Virgin America decided that it was finally time to shake things up. John MacLeod is the new head of Planning and Sales. There’s no doubt in my mind that the Planning side needed changes, but can it be salvaged? What would you like to see happen?
Virgin America decided that it was finally time to shake things up. John MacLeod is the new head of Planning and Sales. There’s no doubt in my mind that the Planning side needed changes, but can it be salvaged? What would you like to see happen?
18 comments on “Topic of the Week: Virgin America Shakes Up Planning and Revenue Management”
They’ve actually been better lately: ORD and DFW as destinations instead of using the dartboard to pick YYZ and SNA.
Now it’s a matter of holding the line on capacity, and maturing the markets before the cash runs out.
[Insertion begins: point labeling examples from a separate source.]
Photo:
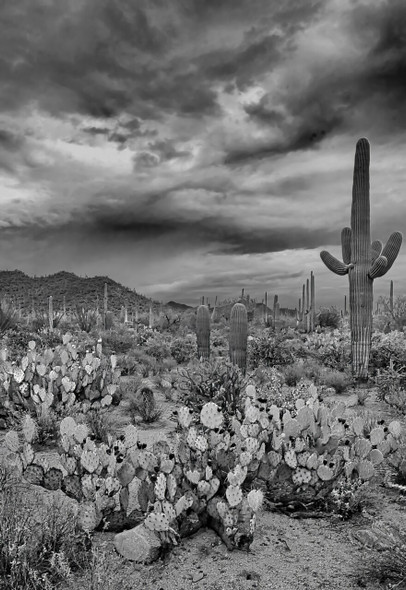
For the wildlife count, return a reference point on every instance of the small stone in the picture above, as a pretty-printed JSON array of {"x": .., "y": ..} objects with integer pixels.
[{"x": 198, "y": 576}]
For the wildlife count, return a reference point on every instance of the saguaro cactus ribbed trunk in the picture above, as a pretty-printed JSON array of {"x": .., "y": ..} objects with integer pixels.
[
  {"x": 203, "y": 332},
  {"x": 50, "y": 314},
  {"x": 362, "y": 261},
  {"x": 238, "y": 335}
]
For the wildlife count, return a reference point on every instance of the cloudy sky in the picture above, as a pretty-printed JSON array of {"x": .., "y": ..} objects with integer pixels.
[{"x": 195, "y": 147}]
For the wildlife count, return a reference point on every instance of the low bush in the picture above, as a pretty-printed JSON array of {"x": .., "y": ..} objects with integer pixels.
[
  {"x": 387, "y": 348},
  {"x": 183, "y": 349},
  {"x": 273, "y": 350},
  {"x": 328, "y": 317},
  {"x": 336, "y": 379},
  {"x": 37, "y": 554},
  {"x": 293, "y": 373}
]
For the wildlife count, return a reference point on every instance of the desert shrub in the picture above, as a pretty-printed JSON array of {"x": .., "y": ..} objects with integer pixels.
[
  {"x": 37, "y": 554},
  {"x": 183, "y": 349},
  {"x": 47, "y": 427},
  {"x": 86, "y": 319},
  {"x": 221, "y": 382},
  {"x": 336, "y": 379},
  {"x": 293, "y": 373},
  {"x": 129, "y": 362},
  {"x": 312, "y": 370},
  {"x": 99, "y": 423},
  {"x": 332, "y": 349},
  {"x": 8, "y": 316},
  {"x": 395, "y": 318},
  {"x": 285, "y": 397},
  {"x": 386, "y": 348},
  {"x": 391, "y": 383},
  {"x": 169, "y": 321},
  {"x": 143, "y": 404},
  {"x": 268, "y": 382},
  {"x": 157, "y": 347},
  {"x": 347, "y": 498},
  {"x": 328, "y": 317},
  {"x": 16, "y": 340},
  {"x": 219, "y": 341}
]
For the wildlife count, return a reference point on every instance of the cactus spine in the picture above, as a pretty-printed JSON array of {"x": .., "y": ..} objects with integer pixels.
[
  {"x": 362, "y": 261},
  {"x": 266, "y": 308},
  {"x": 203, "y": 332},
  {"x": 238, "y": 335}
]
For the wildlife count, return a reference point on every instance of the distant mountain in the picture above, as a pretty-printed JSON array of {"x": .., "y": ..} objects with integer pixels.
[
  {"x": 87, "y": 292},
  {"x": 178, "y": 306}
]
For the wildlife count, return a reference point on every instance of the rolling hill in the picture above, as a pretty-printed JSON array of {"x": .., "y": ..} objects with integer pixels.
[{"x": 30, "y": 293}]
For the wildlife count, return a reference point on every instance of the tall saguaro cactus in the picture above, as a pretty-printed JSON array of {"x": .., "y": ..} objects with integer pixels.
[
  {"x": 363, "y": 261},
  {"x": 238, "y": 335},
  {"x": 203, "y": 332}
]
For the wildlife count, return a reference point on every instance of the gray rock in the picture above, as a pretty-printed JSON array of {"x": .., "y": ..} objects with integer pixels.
[{"x": 138, "y": 544}]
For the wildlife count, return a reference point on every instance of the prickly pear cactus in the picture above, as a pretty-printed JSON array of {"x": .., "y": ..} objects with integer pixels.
[{"x": 60, "y": 377}]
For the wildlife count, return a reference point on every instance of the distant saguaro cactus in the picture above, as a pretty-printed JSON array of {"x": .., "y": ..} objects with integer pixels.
[
  {"x": 105, "y": 307},
  {"x": 203, "y": 332},
  {"x": 50, "y": 313},
  {"x": 238, "y": 335},
  {"x": 391, "y": 297},
  {"x": 362, "y": 261}
]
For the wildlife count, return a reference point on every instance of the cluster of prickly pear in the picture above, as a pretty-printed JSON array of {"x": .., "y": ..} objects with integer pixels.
[
  {"x": 60, "y": 377},
  {"x": 311, "y": 446}
]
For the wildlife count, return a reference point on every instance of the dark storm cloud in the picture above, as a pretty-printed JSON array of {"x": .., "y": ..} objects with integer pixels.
[
  {"x": 103, "y": 57},
  {"x": 158, "y": 151},
  {"x": 221, "y": 235},
  {"x": 367, "y": 91}
]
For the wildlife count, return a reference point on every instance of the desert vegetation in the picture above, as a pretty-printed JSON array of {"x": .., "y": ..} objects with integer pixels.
[{"x": 130, "y": 427}]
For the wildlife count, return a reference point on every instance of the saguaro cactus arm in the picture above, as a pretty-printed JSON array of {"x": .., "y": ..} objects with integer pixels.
[
  {"x": 333, "y": 264},
  {"x": 346, "y": 235},
  {"x": 363, "y": 261},
  {"x": 390, "y": 252}
]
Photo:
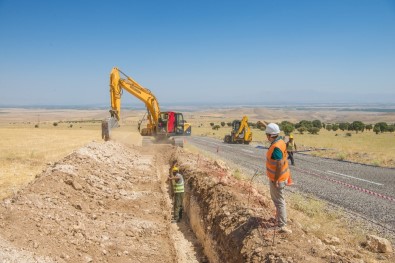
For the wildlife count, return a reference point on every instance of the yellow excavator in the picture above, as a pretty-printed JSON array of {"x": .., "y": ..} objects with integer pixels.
[
  {"x": 161, "y": 125},
  {"x": 241, "y": 132}
]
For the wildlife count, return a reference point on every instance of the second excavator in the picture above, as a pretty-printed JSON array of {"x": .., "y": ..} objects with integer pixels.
[
  {"x": 161, "y": 125},
  {"x": 241, "y": 132}
]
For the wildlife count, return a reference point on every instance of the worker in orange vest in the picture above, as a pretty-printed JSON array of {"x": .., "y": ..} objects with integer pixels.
[{"x": 278, "y": 173}]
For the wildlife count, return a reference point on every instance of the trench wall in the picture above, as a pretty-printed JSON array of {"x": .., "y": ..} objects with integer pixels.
[{"x": 227, "y": 230}]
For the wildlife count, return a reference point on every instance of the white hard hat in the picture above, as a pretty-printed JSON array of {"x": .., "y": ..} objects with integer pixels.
[{"x": 272, "y": 129}]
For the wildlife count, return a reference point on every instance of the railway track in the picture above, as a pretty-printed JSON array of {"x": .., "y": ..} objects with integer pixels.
[{"x": 365, "y": 192}]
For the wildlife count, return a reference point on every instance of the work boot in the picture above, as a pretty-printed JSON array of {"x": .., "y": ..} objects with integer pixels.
[{"x": 285, "y": 230}]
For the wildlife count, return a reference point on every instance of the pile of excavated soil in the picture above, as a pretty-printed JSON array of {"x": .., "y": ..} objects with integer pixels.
[
  {"x": 234, "y": 220},
  {"x": 103, "y": 203},
  {"x": 108, "y": 202}
]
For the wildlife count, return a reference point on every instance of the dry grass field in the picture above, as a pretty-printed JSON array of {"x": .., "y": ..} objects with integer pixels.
[
  {"x": 25, "y": 150},
  {"x": 363, "y": 147}
]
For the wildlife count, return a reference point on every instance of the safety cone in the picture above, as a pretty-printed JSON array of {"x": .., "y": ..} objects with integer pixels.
[{"x": 290, "y": 181}]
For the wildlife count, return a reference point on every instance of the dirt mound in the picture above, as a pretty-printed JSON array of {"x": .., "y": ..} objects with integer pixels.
[
  {"x": 234, "y": 220},
  {"x": 108, "y": 202},
  {"x": 103, "y": 203}
]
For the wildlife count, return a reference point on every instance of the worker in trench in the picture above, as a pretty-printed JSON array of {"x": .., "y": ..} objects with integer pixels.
[
  {"x": 177, "y": 181},
  {"x": 278, "y": 173}
]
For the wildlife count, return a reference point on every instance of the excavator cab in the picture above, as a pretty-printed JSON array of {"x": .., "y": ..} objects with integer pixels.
[
  {"x": 241, "y": 132},
  {"x": 172, "y": 124}
]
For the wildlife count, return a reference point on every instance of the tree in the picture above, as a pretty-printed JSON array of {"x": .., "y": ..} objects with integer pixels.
[
  {"x": 358, "y": 126},
  {"x": 369, "y": 127},
  {"x": 287, "y": 127},
  {"x": 304, "y": 123},
  {"x": 383, "y": 126},
  {"x": 302, "y": 129},
  {"x": 313, "y": 130},
  {"x": 343, "y": 126},
  {"x": 317, "y": 123}
]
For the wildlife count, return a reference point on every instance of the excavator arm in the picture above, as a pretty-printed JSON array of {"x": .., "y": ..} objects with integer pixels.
[
  {"x": 118, "y": 84},
  {"x": 243, "y": 125}
]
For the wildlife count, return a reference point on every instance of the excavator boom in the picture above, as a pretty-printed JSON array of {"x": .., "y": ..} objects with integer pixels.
[{"x": 160, "y": 124}]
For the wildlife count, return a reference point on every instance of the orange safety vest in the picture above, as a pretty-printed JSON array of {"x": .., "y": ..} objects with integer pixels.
[{"x": 271, "y": 164}]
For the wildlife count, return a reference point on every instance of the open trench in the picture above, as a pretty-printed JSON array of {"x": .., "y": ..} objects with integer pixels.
[{"x": 108, "y": 202}]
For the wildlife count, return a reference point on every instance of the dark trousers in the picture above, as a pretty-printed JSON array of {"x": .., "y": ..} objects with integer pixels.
[
  {"x": 178, "y": 197},
  {"x": 291, "y": 157}
]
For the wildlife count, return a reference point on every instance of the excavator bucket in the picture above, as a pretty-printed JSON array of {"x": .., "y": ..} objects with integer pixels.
[{"x": 106, "y": 126}]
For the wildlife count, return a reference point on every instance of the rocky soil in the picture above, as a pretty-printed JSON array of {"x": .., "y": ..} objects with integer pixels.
[{"x": 108, "y": 202}]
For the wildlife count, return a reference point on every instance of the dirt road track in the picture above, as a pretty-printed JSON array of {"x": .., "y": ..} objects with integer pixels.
[{"x": 108, "y": 202}]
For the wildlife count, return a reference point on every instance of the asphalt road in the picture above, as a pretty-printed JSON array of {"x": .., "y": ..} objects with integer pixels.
[{"x": 366, "y": 191}]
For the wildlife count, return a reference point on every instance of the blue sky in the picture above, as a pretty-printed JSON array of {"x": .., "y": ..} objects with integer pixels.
[{"x": 239, "y": 52}]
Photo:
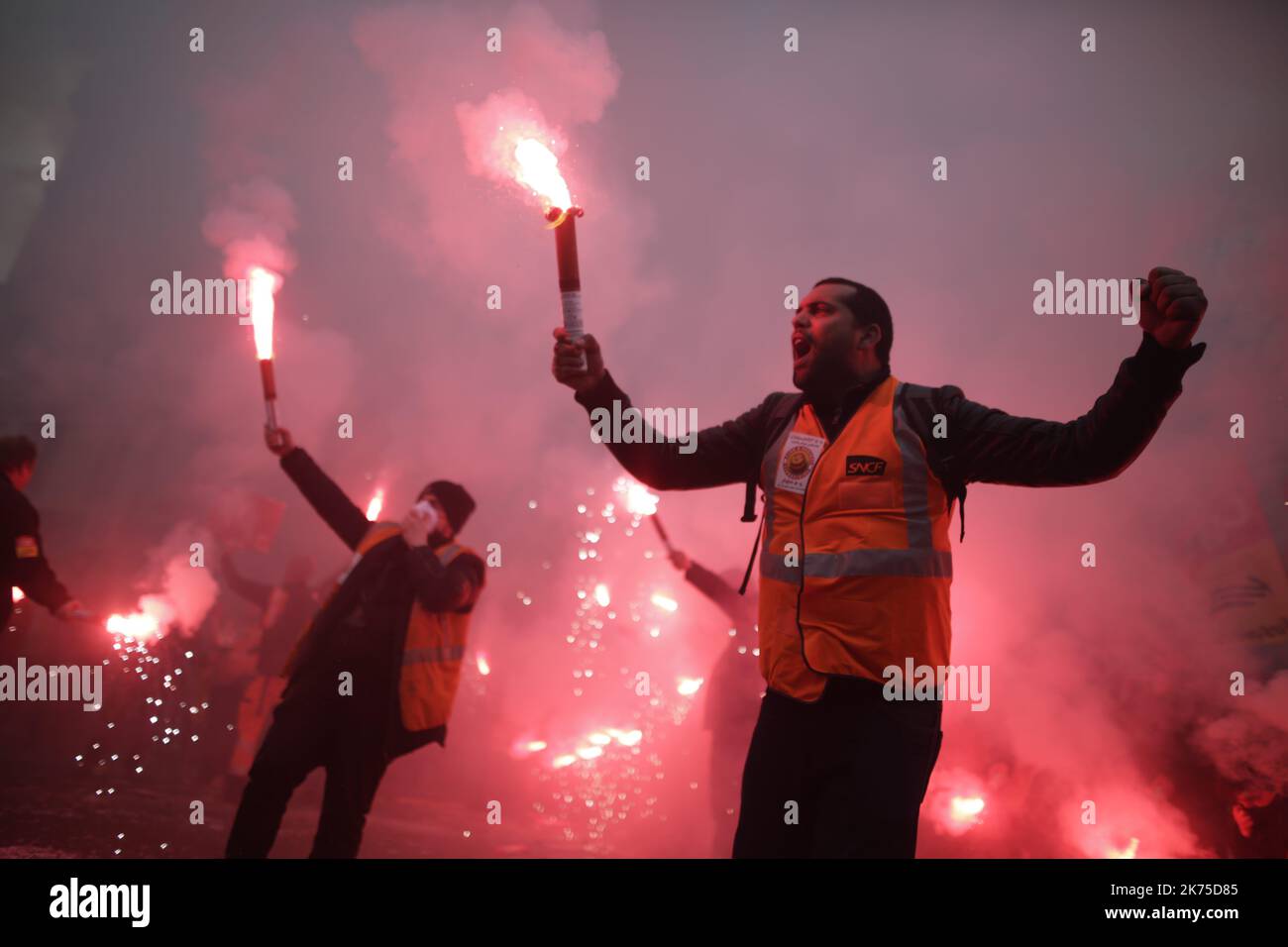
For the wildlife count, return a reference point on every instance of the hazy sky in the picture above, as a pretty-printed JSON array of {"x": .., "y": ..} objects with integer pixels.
[{"x": 767, "y": 169}]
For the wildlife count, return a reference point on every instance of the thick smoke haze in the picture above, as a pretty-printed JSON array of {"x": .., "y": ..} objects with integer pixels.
[{"x": 767, "y": 170}]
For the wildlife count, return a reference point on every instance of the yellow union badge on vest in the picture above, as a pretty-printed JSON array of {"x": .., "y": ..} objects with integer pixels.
[{"x": 798, "y": 460}]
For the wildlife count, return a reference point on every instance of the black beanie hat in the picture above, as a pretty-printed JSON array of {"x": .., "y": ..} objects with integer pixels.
[{"x": 455, "y": 499}]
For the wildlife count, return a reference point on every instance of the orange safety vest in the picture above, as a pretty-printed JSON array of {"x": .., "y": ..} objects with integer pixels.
[
  {"x": 857, "y": 565},
  {"x": 433, "y": 648}
]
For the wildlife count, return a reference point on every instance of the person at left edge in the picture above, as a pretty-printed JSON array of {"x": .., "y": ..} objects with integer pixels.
[
  {"x": 22, "y": 554},
  {"x": 375, "y": 673}
]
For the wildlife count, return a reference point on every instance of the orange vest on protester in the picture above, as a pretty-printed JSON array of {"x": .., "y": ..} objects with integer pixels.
[
  {"x": 857, "y": 565},
  {"x": 433, "y": 648}
]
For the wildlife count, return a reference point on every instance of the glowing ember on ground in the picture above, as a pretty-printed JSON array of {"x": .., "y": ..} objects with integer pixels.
[
  {"x": 690, "y": 685},
  {"x": 1129, "y": 852},
  {"x": 636, "y": 496},
  {"x": 664, "y": 602},
  {"x": 377, "y": 502},
  {"x": 964, "y": 809},
  {"x": 956, "y": 801}
]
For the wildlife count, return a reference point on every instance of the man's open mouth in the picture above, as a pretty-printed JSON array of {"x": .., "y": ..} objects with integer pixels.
[{"x": 800, "y": 347}]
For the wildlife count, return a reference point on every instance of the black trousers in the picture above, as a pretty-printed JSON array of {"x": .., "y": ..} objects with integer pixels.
[
  {"x": 838, "y": 779},
  {"x": 316, "y": 727}
]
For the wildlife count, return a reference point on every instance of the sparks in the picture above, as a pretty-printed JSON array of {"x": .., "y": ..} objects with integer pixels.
[
  {"x": 665, "y": 602},
  {"x": 638, "y": 499},
  {"x": 690, "y": 685}
]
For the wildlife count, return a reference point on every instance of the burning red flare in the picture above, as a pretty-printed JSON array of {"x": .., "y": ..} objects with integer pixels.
[
  {"x": 537, "y": 169},
  {"x": 263, "y": 285},
  {"x": 137, "y": 625}
]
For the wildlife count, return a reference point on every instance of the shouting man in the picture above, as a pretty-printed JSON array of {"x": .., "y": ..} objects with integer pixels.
[{"x": 859, "y": 474}]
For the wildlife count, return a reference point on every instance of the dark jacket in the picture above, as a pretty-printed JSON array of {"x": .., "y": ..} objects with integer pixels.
[
  {"x": 366, "y": 618},
  {"x": 22, "y": 554},
  {"x": 982, "y": 445}
]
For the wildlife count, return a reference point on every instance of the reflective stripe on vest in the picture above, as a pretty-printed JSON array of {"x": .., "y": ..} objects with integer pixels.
[
  {"x": 432, "y": 659},
  {"x": 857, "y": 564}
]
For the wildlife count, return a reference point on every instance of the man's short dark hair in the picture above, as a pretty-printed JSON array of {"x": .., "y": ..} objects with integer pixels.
[
  {"x": 868, "y": 309},
  {"x": 16, "y": 453}
]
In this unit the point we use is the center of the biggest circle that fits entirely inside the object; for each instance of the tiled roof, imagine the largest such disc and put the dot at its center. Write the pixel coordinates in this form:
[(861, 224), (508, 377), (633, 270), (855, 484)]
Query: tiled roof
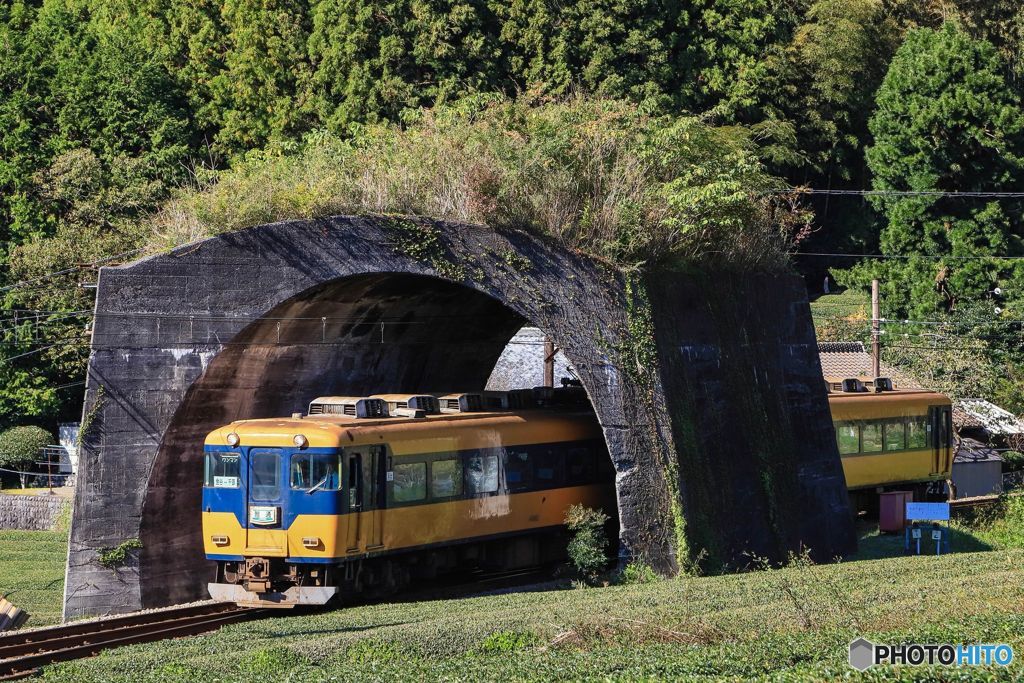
[(521, 364), (972, 451)]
So did I miss something in that release? Is he replacing someone? Or are they deciding that they FINALLY need someone in charge of this sort of thing?
What does a head of “Planning and Sales” do? Is this the guy that picks airports to expand into or is this the guy that creates the strategy that they want to be a business man’s airline serving those markets? Oh wait, they fly to Vegas and all over Mexico…guess that business only plan is gone. They fly trans-con flights with a couple token spots in flyover land…guess they really only appeal to a niche of business travelers there. Sounds to me like they need a cohesive plan.
I like the alternative airline for business travel approach but they’ve gotta step up the locations they fly through. Grab the Fortune 500 and locate large HQ locations and start flying there and market to their business. Obviously Palm Springs and Cancun should go away and get replaced with places like IAH, DEN, MSP, ATL, CLT, DTW. Screw the leisure passenger, leave that to Spirit, and go to where the O/D business travel is that you aren’t serving. Get people to really defect from UA and DL and build a high profit customer base.
and just how long will cash last flying into other airlines’ hubs? With so few planes, they couldn’t match the route network of the legacies right away. They need to work on getting a cash cow market (like B6 and the Dominican Republic) to help fund future growth…
I think the issue is not in sales, but higher. Time for a new CEO…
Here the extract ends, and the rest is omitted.